FIG. 1 is the schematic diagram of the conventional HSUPA scheduling method for a conventional cell. In the conventional HSUPA scheduling method, each HSUPA UE has only one SIR estimation in each cell, the scheduler utilizes this SIR to calculate the load occupied by the UE. The conventional cell also has only one value, and the dispatcher directly utilizes this value to calculate the cell load. In this case, HSUPA function runs properly and the throughput of the HSUPA is that of one cell. In 3GPP R6 version, the maximum HSUPA throughput of such a cell is 5.76 Mbps. The conventional HSUPA scheduling method is performed on the cell-base.
However, in the sectorized receiving mode, the uplink signals are received by the antennas of the base station in multiple sectors, the signals of the multi-sector antennas are combined in the baseband processing. For an HSUPA scheduler, various sectors of one cell may have different RTWPs, and how to determine the RTWP required by the cell scheduling becomes a problem; the signals of HSUPA UEs are also distributed differently in various sectors, thus the relationship between the load of the HSUPA UE and the RTWP of each sector cannot be distinguished only depending on the estimation of SIR by the HSUPA UE, which makes the scheduler disordered.
FIG. 2 is the schematic diagram of the conventional HSUPA scheduling method for a sectorized cell in the prior art. In the sectorized cell, each sector of the base station has its own antenna and different RTWP. In this case, if the conventional HSUPA scheduling method is utilized, the RTWPs of a plurality of sectors must be combined into one RTWP of the cell. In order to maintain system stability and prevent over elevation of RTWP, in common practice the maximum RTWP of the plurality of RTWPs is selected as the cell RTWP, otherwise a large overload rate will be induced. The shortcoming of the practice is that, when the resource of one sector has been distributed and the RTWP has achieved the target value, even if there is still resource in other sectors and RTWP is still comparative low, the resource can not be distributed to the HSUPA UE, which will result in resource waste and throughput limitation.
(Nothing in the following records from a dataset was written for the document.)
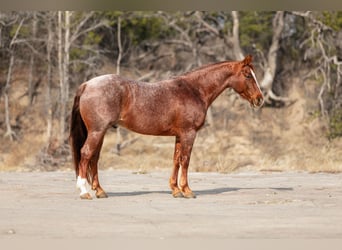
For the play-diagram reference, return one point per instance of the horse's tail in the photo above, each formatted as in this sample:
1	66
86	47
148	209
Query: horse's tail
78	130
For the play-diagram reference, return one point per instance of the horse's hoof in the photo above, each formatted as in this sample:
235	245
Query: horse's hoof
189	195
177	194
101	194
86	196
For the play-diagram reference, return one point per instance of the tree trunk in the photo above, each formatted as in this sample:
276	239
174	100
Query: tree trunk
31	87
61	75
63	68
235	39
9	132
118	61
271	66
48	100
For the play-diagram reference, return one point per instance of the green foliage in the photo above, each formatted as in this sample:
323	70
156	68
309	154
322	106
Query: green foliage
332	19
256	29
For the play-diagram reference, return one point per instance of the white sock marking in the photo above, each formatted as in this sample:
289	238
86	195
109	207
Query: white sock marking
256	81
81	184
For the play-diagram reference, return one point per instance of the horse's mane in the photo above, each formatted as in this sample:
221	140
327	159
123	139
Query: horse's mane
203	67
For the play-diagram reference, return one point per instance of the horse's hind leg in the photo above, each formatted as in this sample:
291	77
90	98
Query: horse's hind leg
186	141
100	193
89	150
176	192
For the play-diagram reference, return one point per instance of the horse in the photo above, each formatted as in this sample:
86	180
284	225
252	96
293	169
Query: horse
174	107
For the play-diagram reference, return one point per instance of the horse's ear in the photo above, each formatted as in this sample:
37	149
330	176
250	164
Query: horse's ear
247	60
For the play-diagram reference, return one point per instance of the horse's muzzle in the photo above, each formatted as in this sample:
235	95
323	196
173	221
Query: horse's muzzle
257	102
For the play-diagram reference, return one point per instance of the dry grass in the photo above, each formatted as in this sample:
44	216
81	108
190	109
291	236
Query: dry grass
286	139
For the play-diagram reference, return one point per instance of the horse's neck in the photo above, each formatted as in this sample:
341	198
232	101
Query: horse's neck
211	81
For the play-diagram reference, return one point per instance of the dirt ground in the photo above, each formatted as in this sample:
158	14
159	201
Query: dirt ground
286	205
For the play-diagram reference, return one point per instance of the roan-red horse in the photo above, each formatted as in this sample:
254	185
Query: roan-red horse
174	107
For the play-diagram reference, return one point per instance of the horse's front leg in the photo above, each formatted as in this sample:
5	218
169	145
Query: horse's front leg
176	192
187	142
100	193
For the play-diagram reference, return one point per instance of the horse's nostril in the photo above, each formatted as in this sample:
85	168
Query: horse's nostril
259	101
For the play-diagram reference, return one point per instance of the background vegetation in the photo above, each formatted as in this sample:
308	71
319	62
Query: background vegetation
298	56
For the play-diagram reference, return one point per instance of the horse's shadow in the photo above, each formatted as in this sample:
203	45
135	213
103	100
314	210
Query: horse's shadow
197	192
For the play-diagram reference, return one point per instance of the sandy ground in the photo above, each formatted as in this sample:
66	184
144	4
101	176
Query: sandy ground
45	205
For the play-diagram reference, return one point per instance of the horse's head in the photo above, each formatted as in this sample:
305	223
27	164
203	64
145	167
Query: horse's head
244	82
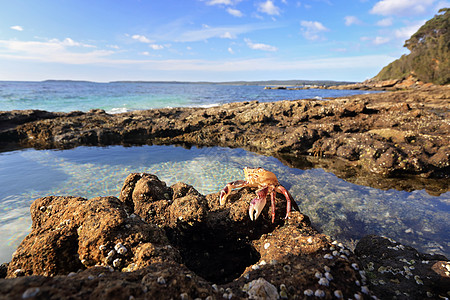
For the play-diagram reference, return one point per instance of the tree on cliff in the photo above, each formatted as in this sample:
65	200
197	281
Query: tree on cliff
429	60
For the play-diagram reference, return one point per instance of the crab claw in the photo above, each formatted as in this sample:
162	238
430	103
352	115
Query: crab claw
257	204
224	195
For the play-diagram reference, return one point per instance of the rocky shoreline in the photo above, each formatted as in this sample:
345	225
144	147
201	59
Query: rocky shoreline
366	139
161	242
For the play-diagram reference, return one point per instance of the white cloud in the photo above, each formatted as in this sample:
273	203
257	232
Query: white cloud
141	38
156	47
269	8
352	20
386	22
55	51
70	43
260	46
227	35
401	7
221	2
234	12
17	27
206	33
312	29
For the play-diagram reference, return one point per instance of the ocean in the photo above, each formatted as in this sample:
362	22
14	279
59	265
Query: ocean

Moreover, when the conventional HSUPA scheduling method is used in a sectorized cell, the SIR of the HSUPA UE has only one value, thus if the HSUPA UE is in a neighboring region of sectors, the receiving of the uplink multi-sector antenna has a diversity gain, so as to make the RTWP comparatively low, but the SIR is still about the same as that without diversity gain, thus the sum of HSUPA UE loads calculated based on the SIRs reaches the full load of the cell, but the load calculated based on the RTWPs is still comparative small, which results in that the conventional HSUPA scheduling algorithm will not distribute resource to the HSUPA UE any more, which also results in a large underload and throughput limitation.
According to the conventional method in the prior art, the poor relevancy between RTWP and SIR will result in a large overload or underload, and schedule is performed on the basis of cell, the throughput is equal to that of a conventional cell, however, in theory, sectorized mode may make the throughput improved by several times compared with that of a conventional cell. Therefore the exiting HSUPA scheduling method shall be improved.